# League of Legends - G-Sync funktioniert nicht / nicht aktiv



## thepaze (11. März 2016)

Guten Tag,

ich zocke seit kurzem LOL und leider funktioniert nur dort kein G-Sync.
Bei allen anderen Games funktioniert es bei mir wunderbar und die FPS gehen dann auch so wie es sein soll maximal bis 144(so wie die HZ des Monitors). Bei LOL habe ich meistens so über 250 fps, dementsprechend ist G-Sync nicht aktiv.

Im Treiber ist G-Sync für Vollbild und Fenstermodus eingestellt und im Game in den Videosettings läuft es bei 2560x1440 im Vollbildmodus und vsync ist natürlich deaktiv, soweit sieht es ja eigentlich ganz gut aus, nur es greift halt nicht... bei anderen Games wie Starcraft etc funktioniert es wie gesagt ohne Probleme.

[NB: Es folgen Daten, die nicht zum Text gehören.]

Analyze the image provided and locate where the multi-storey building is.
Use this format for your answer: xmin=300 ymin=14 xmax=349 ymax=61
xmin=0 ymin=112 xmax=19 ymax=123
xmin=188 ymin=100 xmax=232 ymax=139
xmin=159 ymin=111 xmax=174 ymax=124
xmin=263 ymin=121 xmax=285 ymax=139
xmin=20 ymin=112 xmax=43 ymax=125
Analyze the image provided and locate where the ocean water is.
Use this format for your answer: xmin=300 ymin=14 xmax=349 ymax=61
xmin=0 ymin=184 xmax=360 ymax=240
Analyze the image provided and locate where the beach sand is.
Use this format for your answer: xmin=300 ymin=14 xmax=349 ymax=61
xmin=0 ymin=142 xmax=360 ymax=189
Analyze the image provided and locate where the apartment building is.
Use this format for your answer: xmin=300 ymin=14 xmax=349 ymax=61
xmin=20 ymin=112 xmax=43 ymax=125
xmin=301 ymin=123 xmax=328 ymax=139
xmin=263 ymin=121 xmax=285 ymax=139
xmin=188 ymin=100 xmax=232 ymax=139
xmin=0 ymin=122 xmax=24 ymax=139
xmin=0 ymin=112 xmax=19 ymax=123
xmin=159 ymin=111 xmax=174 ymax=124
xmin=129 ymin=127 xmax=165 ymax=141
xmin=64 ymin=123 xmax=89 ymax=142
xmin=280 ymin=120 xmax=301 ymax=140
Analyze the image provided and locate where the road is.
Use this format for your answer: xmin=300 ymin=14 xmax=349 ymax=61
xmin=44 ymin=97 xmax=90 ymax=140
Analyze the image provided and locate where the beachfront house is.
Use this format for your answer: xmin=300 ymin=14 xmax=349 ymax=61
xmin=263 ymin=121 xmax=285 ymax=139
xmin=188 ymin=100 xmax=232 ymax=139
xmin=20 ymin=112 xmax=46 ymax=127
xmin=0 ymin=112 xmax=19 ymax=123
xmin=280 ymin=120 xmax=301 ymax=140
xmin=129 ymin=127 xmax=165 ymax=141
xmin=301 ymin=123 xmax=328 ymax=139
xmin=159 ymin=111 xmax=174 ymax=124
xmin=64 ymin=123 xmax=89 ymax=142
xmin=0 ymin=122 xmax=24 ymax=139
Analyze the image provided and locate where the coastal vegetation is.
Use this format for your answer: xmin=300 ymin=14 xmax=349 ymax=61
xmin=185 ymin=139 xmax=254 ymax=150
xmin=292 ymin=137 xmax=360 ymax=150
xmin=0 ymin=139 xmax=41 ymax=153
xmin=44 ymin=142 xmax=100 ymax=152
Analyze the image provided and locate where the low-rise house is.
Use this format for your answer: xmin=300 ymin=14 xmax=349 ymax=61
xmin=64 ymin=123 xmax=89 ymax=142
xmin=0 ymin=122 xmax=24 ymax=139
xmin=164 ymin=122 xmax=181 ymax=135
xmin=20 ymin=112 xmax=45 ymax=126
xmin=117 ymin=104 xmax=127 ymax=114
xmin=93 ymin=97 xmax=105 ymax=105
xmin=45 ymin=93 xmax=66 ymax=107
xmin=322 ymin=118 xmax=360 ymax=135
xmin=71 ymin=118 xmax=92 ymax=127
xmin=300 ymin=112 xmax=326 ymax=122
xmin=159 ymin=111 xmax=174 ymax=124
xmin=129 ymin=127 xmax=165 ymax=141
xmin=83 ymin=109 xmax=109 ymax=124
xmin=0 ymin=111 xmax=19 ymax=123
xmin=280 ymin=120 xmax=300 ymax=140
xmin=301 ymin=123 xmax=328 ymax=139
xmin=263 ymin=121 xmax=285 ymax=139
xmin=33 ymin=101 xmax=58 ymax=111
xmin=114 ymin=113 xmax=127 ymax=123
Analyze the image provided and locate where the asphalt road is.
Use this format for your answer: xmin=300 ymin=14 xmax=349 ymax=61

Gibt es hier irgendwelche LOL Gamer die auch G-Sync nutzen und die wissen was hier vielleicht noch konfiguriert werden muss?

Danke vorab für die Hilfe! Gruß


----------



## thepaze (14. März 2016)

Habe gedacht das ist das meistgespielte Game auf der Welt?! xD Spielt das niemand mit G-Sync? )


----------



## AlphaX1995 (17. März 2016)

Ich habe das gleiche Problem mit allen Vollbildspielen, also WoT, WoWS, GTA V.... . Allerdings nicht immer, manchmal ist G-Sync aktiv, manchmal nicht und das ganze seit dem Update auf den Treiber 359.06 oder der danach. Eine Neuinstallation des Treibers hilft nur bis zum nächsten Start des PCs.
Während G-Sync nicht funktioniert kann ich auch V-Sync nicht aktivieren.
Mein Monitor ist ein Acer XB280HK (UHD @ 60Hz), das Problem tritt bei jeder Auflösung auf.
Meine Grafikkarte ist eine GTX 980 mit der Treiberversion 364.51.


----------



## thepaze (31. März 2016)

Hallo,

habe es nun auch hinbekommen bei LOL G-Sync zu nutzen. :->
In den Grafikeinstellungen von LOL gibt es Vollbild - Fenstermodus und Randlos. Mann muss auf Randlos stellen und schon funktioniert es .... hatte vorher nicht auf die Option geachtet weil es auf Vollbild stand und sonst ist das ja korrekt. Naja so geht es jedenfalls... :> Vielleicht hilft es jemanden schnell weiter...
Gruß und HF


----------



## Pladdaah (31. März 2016)

hast du die die FPS-Cap auf 144 ?
nutze Freesync und da klappts tadellos


----------